After pausing to catch his breath, he continued his rant.

“And then there’s that slip up by that radical black activist wife of his about her being ashamed of being an American. Well, why don’t they just both move to Iraq and live with all those other America haters? Hell, I’ve got people who know where they can get themselves a couple of brand new suicide vests, cheap.”

After I pointed out that he was confusing Obama with another black legislator, Keith Ellison (aren’t all Blacks the same?), who happens to be a Muslim and was sworn into his House seat using Thomas Jefferson’s copy of the Quran; and that CNN had debunked the madrassa story by actually sending a reporter there to investigate; and that his wife’s words were taken out of context, Limpbot got red in the face. Cutting me off with a wave of his meaty hand, he railed:

“Don’t go messin’ with my narrative, mister. There’s an election coming up and Hillary is fading fast. We spent years and millions of taxpayer dollars defining her as a conniving, femma-nazi bitch. We spent less time defining John Kerry as an anti-war coward, however…” he said, his voice trailing off.

Shaking his head violently and reconnecting with his lizard brain, he continued.

“But there ain’t a whole lotta time left to define Barak Hussein Usama as someone equally as loathsome.”

“Barak to the Future,” I quipped, trying to regain his confidence.

But it was too late.

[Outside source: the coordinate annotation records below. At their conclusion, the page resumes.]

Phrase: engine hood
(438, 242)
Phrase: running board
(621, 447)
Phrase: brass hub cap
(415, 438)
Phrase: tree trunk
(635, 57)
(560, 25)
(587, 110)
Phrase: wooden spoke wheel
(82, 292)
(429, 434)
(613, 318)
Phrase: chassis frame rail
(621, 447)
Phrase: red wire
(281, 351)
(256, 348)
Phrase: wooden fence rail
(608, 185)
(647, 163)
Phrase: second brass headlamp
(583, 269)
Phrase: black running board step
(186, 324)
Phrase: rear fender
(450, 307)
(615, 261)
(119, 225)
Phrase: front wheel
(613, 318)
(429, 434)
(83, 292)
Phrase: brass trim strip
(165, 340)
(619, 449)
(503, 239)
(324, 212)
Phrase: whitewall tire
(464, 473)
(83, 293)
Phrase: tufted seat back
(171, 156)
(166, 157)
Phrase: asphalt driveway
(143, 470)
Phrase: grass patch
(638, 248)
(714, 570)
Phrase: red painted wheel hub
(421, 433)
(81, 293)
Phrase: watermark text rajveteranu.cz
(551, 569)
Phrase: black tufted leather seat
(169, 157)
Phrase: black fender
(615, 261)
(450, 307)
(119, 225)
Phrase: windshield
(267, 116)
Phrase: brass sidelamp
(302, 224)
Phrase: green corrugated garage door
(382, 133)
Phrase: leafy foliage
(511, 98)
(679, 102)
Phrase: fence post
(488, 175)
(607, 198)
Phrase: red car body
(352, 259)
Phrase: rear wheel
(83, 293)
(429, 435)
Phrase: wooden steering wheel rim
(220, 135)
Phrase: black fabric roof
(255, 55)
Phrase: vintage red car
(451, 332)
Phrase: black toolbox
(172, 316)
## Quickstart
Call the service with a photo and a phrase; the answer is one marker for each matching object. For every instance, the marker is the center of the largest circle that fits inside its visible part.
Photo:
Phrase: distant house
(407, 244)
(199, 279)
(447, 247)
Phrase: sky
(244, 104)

Rising angrily out his chair, he grabbed a handful of Oxycontin and Viagra pills from a candy dish and threw them at my head.

“Get the hell out here before I call my Blackwater guys and have you escorted out of the building. Hell, out of the godamnned country!”

I got up, switched off my recorder and left.

Note to self: Never try to humor a corporatist, race baiting, fear-mongering, right wing authoritarian reactionary.